Он вел коней, выискивая место, где можно было бы укрыться хоть на пару часов. «Заставь врага думать, что ты в отдалении, и окажись вблизи», — всплыла у него в памяти фраза из трактата Никодима Фессалоникийца о военном искусстве. На губах Михаила Аргира появилась усмешка. С последней частью стратигмы он, кажется, вполне успешно справился. Наверняка эти выскочки-херсониты сейчас обшаривают место его ночевки, выискивая малейшие намеки на то, каким путем собрался дальше следовать он, гроза половцев, а с недавних пор и злой рок Херсонеса.
Невесть отчего в голову Михаила Аргира пришло такое определение, но оно весьма понравилось гордому ромею, и он с удовольствием повторил его про себя, вслушиваясь, как звучат слова угрозы.
Как бы то ни было, в своих предположениях опытный боец и военачальник был прав. Он не мог видеть, как примчавшиеся вслед за монахом клибанофоры выискивают среди травы отпечатки копыт, сломанные ветки, примятые былинки. Он также не мог видеть, как, проверив содержимое монашеской котомки, самого ее хозяина пинками и окриками прогнали от разрушенной молельни. Но зато вполне мог, а следовательно, догадался о том, что бесполезный в охоте на человека неразумный служитель Господа будет вскоре отправляться обратно в Херсонес, ибо не идти же ему с ищейками, горя желанием лишить жизни ближнего своего.
А это означало, что скоро черноризный Иуда отправится в обратный путь. Очень скоро!
Михаил Аргир почувствовал бурчание в животе. Ему, привыкшему к столам, ломившимся от яств, или же к простой, но обильной солдатской пище, вчерашний и сегодняшний невольный пост казался едва ли не личным оскорблением, попранием святого. «Они заставляют меня, будто зверя лесного, искать ягоды и коренья.
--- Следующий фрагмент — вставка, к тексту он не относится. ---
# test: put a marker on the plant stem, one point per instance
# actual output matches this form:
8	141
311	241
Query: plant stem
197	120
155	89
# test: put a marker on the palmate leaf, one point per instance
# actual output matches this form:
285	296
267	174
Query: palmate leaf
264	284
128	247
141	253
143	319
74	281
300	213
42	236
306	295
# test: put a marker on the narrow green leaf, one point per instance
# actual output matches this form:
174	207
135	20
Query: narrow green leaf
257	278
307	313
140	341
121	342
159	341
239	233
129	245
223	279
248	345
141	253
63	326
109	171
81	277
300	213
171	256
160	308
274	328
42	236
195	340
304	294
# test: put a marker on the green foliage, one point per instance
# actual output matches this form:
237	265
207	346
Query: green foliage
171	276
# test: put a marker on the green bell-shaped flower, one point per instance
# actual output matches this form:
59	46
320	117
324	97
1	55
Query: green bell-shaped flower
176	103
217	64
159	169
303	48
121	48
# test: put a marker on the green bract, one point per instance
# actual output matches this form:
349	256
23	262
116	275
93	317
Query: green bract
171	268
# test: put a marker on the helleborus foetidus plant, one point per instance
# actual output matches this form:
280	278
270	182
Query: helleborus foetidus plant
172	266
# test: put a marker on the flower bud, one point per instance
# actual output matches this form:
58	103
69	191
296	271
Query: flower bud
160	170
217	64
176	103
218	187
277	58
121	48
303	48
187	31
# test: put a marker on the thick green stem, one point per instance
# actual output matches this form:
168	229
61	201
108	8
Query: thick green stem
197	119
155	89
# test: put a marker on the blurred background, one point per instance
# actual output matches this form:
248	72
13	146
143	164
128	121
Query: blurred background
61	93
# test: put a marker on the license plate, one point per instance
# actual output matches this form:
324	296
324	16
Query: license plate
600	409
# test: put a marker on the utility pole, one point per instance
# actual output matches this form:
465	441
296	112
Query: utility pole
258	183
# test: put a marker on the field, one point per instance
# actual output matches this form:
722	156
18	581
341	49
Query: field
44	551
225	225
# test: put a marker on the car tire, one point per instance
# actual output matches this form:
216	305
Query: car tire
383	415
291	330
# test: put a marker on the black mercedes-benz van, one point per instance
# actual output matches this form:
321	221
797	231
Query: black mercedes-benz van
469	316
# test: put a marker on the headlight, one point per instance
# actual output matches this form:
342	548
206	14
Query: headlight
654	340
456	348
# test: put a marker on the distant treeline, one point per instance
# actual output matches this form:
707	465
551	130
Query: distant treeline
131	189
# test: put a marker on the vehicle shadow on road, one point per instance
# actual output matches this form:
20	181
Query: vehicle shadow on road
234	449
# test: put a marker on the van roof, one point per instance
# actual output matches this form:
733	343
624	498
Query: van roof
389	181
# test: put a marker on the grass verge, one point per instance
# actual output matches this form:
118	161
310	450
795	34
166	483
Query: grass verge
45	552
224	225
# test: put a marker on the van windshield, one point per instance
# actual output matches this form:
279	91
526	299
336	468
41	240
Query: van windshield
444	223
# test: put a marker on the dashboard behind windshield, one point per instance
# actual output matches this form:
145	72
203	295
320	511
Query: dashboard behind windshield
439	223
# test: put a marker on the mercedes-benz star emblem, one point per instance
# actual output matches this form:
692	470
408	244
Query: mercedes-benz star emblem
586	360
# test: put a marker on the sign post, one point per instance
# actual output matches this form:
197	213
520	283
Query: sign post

Что ж, когда я стану правителем Херсонеса, я покажу им, что такое голод! Они будут драться между собой за ремни от сандалий, желая хоть чем-нибудь набить желудок». Он вдруг поймал себя на мысли, что очень живо представляет, как станет архонтом Херсонеса вместо наглого выскочки Гавраса. «С чего бы это вдруг? Сидел бы в своей Халдии, так нет же!» Михаил Аргир не слишком затруднял себя обдумыванием того, что архонт Херсонеса не по своей воле перебрался из Трапезунта за море. Куда больше его волновало другое. Гаврасы устроили охоту на него! На него, потомка императора, избранника Господа…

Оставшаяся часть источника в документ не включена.